Given a command, if you know what files it reads and writes, and none of those files have changed, you can skip running it providing that if it were deterministic it wouldn't be harmful. As an example, if the compiler produces a different object file each time, but it would be OK with not doing that, then you're fine. In practice this means that any command that isn't relied on to produce fresh entropy (the time, a GUID, a random number) is fine to skip subsequent times. Those commands that do produce fresh entropy are not well suited to a build system anyway, so aren't typically used in build systems.

This got solved by fabricate. You can use a system access tracer to watch what a process reads/writes, and have a database storing the command, previous reads/writes, and then skip it if the values haven't changed. This step is not complex.

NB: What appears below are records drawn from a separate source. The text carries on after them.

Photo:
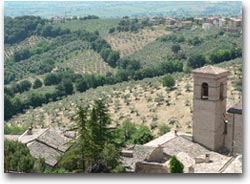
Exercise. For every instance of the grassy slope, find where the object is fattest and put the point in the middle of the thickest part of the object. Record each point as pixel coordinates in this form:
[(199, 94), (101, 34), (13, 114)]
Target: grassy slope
[(127, 43), (101, 25), (157, 51), (86, 61), (134, 100), (25, 44)]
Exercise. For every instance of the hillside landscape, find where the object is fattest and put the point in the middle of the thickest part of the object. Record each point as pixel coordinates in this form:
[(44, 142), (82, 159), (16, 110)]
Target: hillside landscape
[(138, 65)]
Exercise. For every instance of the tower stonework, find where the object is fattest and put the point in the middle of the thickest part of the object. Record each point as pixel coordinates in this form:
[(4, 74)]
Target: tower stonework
[(209, 107)]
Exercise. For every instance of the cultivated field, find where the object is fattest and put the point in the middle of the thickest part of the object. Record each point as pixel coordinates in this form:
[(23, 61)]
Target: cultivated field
[(86, 61), (127, 43), (25, 44), (143, 102)]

However, it a build writes a file twice in a run, or reads it then writes to it, the result will be that a subsequent rebuild will have stuff to do, as it won't end at a quiescent state. To detect that, we introduce the concept of hazards.

Shared build cache

Given knowledge of the reads/writes of a command, it's not too hard to store them in a cloud, and satisfy commands not by rerunning them, but by copying their result from a shared cache. While this works beautifully in theory, in practice it leads to at least three separate problems which we solve.

Relative build dirs

Often the current directory, or users profile directory, will be accessed by commands. These change either if the user has two working directories, or if they use different machines. We solve this by having a substitution table.

Compound commands

Sometimes a command will produce something that is user specific, but the next step will make it not user specific. To fix that we add compound commands. You can do it with a shell script, using pipeline, or with TemplateHaskell blocks.

Non-deterministic builds

We solve this by having .rattle.hash files which we substitute for reading.

Generating parallelism

We use speculation and hazards to figure out if speculation went wrong.

Relative simplicity

Compare Rattle to Shake. The interface to Rattle is basically "run this command", providing a vastly simpler API. In contast, Shake has a lot of API to learn and use.